Tuesday, February 27, 2007

Testing the line between despotism and a free society

SCOT LEHIGH

HABEAS CORPUS is now headed back to the US Supreme Court, in a case that will prove a fundamental test of US justice.

Will the Roberts court uphold one of the oldest and most basic rights in the US Constitution -- that of a prisoner to go to court to challenge his imprisonment?

The issue could also test the courage of the new Congress. Will the Democratic majority wage a determined fight to re-establish what has been a basic guarantee of procedural rights?
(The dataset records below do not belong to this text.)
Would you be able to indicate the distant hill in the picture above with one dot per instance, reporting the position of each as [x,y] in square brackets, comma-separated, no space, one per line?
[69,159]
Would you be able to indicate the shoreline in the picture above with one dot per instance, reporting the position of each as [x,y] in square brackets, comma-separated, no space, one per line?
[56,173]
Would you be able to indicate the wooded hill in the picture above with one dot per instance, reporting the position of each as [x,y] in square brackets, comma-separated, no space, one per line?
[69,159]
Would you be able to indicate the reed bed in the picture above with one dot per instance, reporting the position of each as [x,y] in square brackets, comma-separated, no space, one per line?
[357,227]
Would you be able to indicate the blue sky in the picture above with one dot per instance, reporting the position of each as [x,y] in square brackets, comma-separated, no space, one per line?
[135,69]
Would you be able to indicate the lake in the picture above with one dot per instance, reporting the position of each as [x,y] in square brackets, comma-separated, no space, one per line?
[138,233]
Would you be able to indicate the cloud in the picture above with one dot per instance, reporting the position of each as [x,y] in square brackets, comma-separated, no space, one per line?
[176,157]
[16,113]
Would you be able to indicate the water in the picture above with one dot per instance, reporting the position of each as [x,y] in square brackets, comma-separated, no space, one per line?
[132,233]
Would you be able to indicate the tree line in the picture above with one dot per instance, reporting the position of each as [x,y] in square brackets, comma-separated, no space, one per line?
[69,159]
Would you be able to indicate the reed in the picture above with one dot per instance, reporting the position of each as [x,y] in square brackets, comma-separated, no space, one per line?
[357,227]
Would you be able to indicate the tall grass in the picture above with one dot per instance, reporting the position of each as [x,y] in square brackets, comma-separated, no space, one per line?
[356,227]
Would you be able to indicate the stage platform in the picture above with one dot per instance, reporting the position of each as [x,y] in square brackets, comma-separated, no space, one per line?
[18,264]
Last week, the United States Court of Appeals for the District of Columbia Circuit framed the coming struggle by upholding the new Military Commissions Act, which strips those detainees of habeas rights. The Bush administration pressured Congress into passing that statue after the Supreme Court twice ruled that detainees at Guantanamo had habeas rights under US law.
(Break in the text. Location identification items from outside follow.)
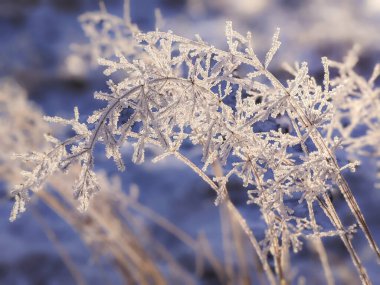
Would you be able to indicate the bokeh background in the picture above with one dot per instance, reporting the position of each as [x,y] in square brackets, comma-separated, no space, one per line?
[36,37]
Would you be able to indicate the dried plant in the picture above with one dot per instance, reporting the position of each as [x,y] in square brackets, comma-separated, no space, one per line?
[180,91]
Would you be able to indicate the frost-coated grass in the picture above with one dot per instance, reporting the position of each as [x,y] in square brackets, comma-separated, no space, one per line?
[179,90]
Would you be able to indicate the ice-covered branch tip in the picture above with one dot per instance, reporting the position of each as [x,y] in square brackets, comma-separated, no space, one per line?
[179,91]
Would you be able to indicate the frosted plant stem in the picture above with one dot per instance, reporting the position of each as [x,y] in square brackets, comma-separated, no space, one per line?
[317,241]
[330,212]
[236,214]
[321,145]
The Constitution makes clear the importance the founders attached to habeas, saying: "The Privilege of the Writ of Habeas Corpus shall not be suspended, unless when in Cases of Rebellion or Invasion the public Safety may require it."

The writ itself traces back to the Magna Carta; among its guarantees is the assurance that no free man could be "imprisoned or dispossessed . . . except by the lawful judgment of his peers or by the law of the land."

"Of all the rights in the Constitution, habeas corpus is probably the single most fundamental," says civil libertarian Harvey Silverglate. "It is the line between despotism and a free society. If the government can simply scoop you up and throw you in prison, never to be seen again, it's a sign that a crucial corner had been turned ."

If habeas rights are denied, that's essentially what will have happened to most of the detainees at Guantanamo; they will have disappeared into a black hole in the US legal system.

The Bush administration has framed the question as a matter of whether enemies of the US deserve American justice. The real issue is whether it's legitimate to imprison someone indefinitely without granting him a judicial hearing to challenge the basis of that incarceration.

"Habeas is not a 'get out of jail free' card," notes Jennifer Daskal, US advocacy director for Human Rights Watch. "It merely allows an independent check to ensure that detentions are lawful and that the US is detaining the right people."